This project has retired. For details please refer to its Attic page.
Chukwa Agent Setup Guide
Apache > Hadoop > Chukwa
 

Chukwa Agent Setup Guide

Overview

In a normal Chukwa installation, an Agent process runs on every machine being monitored. This process is responsible for all the data collection on that host. Data collection might mean periodically running a Unix command, or tailing a file, or listening for incoming UDP packets.

Each particular data source corresponds to a so-called Adaptor. Adaptors are dynamically loadable modules that run inside the Agent process. There is generally one Adaptor for each data source: for each file being watched or for each Unix command being executed. Each adaptor has a unique name. If you do not specify a name, one will be autogenerated by hashing the Adaptor type and parameters.

There are a number of Adaptors built into Chukwa, and you can also develop your own. Chukwa will use them if you add them to the Chukwa library search path (e.g., by putting them in a jarfile in $CHUKWA_HOME/lib.)

Agent Control

Once an Agent process is running, there are a number of commands that you can use to inspect and control it. By default, Agents listen for incoming commands on port 9093. Commands are case-insensitive

CommandPurposeOptions
add Start an adaptor. See below
close Close socket connection to agent.None
help Display a list of available commandsNone
list List currently running adaptorsNone
reloadcollectors Re-read list of collectorsNone
stop Stop adaptor, abruptlyAdaptor name
shutdown Stop adaptor, gracefullyAdaptor name
stopagent Stop agent processNone

The add command is by far the most complex; it takes several mandatory and optional parameters. The general form is as follows:

add [name =] <adaptor_class_name> <datatype> <adaptor 
specific params> <initial offset>. 

There are four mandatory fields: The word add, the class name for the Adaptor, the datatype of the Adaptor's output, and the sequence number for the first byte. There are two optional fields; the adaptor instance name, and the adaptor parameters.

The adaptor name, if specified, should go after the add command, and be followed with an equals sign.

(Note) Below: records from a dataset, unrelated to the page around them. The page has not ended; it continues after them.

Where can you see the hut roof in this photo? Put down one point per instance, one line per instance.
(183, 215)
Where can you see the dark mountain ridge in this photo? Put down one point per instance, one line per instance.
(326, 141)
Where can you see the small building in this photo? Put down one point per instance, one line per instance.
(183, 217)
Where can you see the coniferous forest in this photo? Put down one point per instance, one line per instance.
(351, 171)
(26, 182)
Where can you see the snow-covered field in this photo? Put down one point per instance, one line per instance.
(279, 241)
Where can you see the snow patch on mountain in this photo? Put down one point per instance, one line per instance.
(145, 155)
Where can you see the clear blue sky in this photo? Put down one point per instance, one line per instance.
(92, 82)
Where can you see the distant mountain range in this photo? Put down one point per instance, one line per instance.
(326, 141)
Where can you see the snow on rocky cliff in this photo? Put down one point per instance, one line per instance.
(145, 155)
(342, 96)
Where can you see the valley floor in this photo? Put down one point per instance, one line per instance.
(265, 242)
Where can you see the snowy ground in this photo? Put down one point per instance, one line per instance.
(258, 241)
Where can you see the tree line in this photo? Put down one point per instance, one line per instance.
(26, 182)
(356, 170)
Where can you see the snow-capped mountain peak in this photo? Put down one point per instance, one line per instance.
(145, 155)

It should be a string of printable characters, without whitespace or '='.

Adaptor parameters aren't required by the add command, but adaptor implementations may have both mandatory and optional parameters. See below.

Command-line options

Normally, agents are configured via the file conf/chukwa-agent-conf.xml. However, there are a few command-line options that are sometimes useful in troubleshooting. If you specify "local" as an option, then the agent will print chunks to standard out, rather than to a collector. If you specify a URI, then that will be used as collector, overriding the collectors specified in conf/collectors. These options are intended for testing and debugging, not for production use.

bin/agent.sh local

Adaptors

This section lists the standard adaptors, and the arguments they take.

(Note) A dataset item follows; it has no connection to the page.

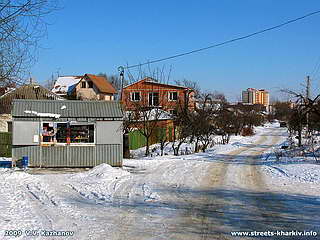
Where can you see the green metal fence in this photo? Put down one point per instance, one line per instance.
(5, 144)
(137, 140)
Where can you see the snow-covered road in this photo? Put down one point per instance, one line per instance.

  • FileAdaptor: Pushes a whole file, as one Chunk, then exits. Takes one mandatory parameter; the file to push.
    add FileTailer FooData /tmp/foo 0
    This pushes file /tmp/foo as one chunk, with datatype FooData.
  • filetailer.FileTailingAdaptor Repeatedly tails a file, treating the file as a sequence of bytes, ignoring the content. Chunk boundaries are arbitrary. This is useful for streaming binary data. Takes one mandatory parameter; a path to the file to tail.
    add filetailer.FileTailingAdaptor BarData /foo/bar 0
    This pushes /foo/bar in a sequence of Chunks of type BarData
  • filetailer.CharFileTailingAdaptorUTF8 The same, except that chunks are guaranteed to end only at carriage returns. This is useful for most ASCII log file formats.
  • filetailer.CharFileTailingAdaptorUTF8NewLineEscaped The same, except that chunks are guaranteed to end only at non-escaped carriage returns. This is useful for pushing Chukwa-formatted log files, where exception stack traces stay in a single chunk.
  • DirTailingAdaptor Takes a directory path and a second adaptor name as mandatory parameters; repeatedly scans that directory and all subdirectories, and starts the indicated adaptor running on each file. Since the DirTailingAdaptor does not, itself, emit data, the datatype parameter is applied to the newly-spawned adaptors. Note that if you try this on a large directory, it is possible to exceed your system's limit on open files.
    add DirTailingAdaptor logs /var/log/ filetailer.CharFileTailingAdaptorUTF8 0
  • ExecAdaptor Takes a frequency (in miliseconds) as optional parameter, and then program name as mandatory parameter. Runs that program repeatedly at a rate specified by frequency.
    add ExecAdaptor Df 60000 /bin/df -x nfs -x none 0
    This adaptor will run df every minute, labelling output as Df.
  • edu.berkeley.chukwa_xtrace.XtrAdaptor (available in contrib) Takes an Xtrace ReportSource classname [without package] as mandatory argument, and no optional parameters. Listens for incoming reports in the same way as that ReportSource would.
    add edu.berkeley.chukwa_xtrace.XtrAdaptor Xtrace UdpReportSource 0
    This adaptor will create and start a UdpReportSource, labeling its output datatype as Xtrace.